Klapisch, inspi­riert durch die Wirt­schafts­krise 2008 und moti­vi­schen z.T. dekon­stru­ierten Anleihen aus Pretty Woman, Looking for Eric und den Capra-Komödien Lady for a Day und You can’t take it with You, erzählt ín Mein Stück vom Kuchen eine der vielen Aller­welts­ge­schichten unserer gegen­wär­tigen Risi­ko­ge­sell­schaft: Eine allein­er­zie­hende Mutter von drei Kindern wird arbeitslos, weil die Fabrik, in der sie arbeitet aus undurch­sich­tigen Gründen geschlossen wird.
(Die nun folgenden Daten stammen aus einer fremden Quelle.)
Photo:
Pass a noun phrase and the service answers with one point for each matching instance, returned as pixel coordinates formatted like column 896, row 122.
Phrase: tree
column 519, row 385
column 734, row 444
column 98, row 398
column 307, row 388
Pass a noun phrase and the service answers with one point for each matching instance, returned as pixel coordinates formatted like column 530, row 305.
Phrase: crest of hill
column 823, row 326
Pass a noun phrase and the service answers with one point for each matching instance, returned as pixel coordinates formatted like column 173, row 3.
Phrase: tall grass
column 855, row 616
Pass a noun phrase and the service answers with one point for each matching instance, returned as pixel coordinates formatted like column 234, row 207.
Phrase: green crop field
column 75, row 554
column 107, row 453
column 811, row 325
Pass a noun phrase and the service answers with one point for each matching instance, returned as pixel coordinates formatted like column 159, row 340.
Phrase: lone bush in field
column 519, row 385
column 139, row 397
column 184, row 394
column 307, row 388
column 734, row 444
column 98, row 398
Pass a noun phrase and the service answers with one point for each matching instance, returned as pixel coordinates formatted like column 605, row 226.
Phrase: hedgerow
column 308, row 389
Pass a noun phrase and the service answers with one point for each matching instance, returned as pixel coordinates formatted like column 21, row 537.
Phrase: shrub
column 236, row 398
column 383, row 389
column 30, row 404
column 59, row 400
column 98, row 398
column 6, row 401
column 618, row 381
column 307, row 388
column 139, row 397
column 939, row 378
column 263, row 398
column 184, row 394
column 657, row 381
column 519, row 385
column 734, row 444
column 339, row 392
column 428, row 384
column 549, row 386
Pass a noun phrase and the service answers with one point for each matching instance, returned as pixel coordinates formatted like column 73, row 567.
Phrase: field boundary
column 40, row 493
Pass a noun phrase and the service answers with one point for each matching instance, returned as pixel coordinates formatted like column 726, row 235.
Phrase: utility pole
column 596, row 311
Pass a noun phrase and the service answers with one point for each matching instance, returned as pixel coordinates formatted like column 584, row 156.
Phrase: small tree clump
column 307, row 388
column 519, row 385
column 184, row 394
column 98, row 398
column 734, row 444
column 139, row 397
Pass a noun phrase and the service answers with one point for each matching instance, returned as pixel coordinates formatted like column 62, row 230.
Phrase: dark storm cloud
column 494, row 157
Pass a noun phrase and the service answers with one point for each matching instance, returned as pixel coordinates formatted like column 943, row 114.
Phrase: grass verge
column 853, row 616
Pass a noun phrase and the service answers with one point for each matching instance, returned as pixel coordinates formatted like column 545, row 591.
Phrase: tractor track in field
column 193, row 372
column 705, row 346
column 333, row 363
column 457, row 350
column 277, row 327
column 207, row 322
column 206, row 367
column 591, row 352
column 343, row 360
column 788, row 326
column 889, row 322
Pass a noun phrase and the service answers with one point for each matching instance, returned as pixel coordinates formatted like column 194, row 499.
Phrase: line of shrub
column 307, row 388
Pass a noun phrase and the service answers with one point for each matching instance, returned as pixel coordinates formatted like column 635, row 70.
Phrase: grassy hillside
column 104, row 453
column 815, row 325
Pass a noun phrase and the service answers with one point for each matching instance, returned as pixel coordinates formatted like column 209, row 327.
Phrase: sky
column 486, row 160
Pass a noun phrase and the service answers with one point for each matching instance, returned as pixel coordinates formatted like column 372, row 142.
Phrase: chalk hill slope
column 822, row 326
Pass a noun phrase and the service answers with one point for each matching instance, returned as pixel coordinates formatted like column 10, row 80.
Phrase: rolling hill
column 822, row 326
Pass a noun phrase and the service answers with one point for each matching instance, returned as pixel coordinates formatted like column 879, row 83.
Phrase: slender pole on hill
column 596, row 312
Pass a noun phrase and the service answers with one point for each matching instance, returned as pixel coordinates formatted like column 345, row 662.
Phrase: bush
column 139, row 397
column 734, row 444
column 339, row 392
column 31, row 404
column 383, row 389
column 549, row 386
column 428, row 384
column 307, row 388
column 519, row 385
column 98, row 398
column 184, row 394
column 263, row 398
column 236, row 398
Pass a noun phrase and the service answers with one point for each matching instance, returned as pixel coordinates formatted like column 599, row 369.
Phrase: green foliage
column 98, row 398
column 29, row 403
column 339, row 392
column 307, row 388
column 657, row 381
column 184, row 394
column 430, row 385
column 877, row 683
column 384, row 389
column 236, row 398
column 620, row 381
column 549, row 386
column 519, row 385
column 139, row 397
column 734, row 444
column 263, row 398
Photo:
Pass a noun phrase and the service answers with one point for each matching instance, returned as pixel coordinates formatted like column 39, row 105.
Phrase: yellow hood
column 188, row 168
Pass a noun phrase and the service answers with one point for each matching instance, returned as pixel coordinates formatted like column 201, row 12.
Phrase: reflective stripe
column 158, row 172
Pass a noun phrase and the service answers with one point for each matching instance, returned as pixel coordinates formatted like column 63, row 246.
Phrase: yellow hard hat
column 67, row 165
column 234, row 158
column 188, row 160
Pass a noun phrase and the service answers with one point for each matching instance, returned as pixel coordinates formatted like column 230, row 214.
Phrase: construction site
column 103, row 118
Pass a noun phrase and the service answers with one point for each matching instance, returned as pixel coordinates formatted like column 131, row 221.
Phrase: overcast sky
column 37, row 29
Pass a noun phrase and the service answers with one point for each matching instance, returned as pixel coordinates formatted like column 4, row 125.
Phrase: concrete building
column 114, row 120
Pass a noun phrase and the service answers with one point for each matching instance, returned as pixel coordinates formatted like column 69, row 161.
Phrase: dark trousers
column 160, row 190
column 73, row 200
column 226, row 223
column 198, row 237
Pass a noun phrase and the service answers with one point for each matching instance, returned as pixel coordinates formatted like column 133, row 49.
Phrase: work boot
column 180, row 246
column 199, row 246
Die Beleg­schaft demons­triert, France (Nomen est omen und wunderbar abgründig: Karin Viard) aber glaubt nicht mehr an den Erfolg der tradi­tio­nellen, fran­zö­si­schen Protest­kultur. Sie lässt ihre Kinder in Dünkir­chen zurück, lässt sich als regionale Migrantin unter globalen Migran­tinnen in Paris zur Putzfrau ausbilden. Eine Stelle findet sie im Büro- und Wohnloft des Börsen­hais Steve (herrlich ambi­va­lent eklig: Gilles Lellouche), der sie in die abstrakten Realitäten welt­weiter Finanz­deals einführt. France beginnt zu verstehen, warum die Fabrik in Dünkir­chen geschlossen worden ist, doch dass Steve selbst die Hand im Spiel gehabt hat, erfährt sie erst, als sich beide emotional schon fast zu nah gekommen sind.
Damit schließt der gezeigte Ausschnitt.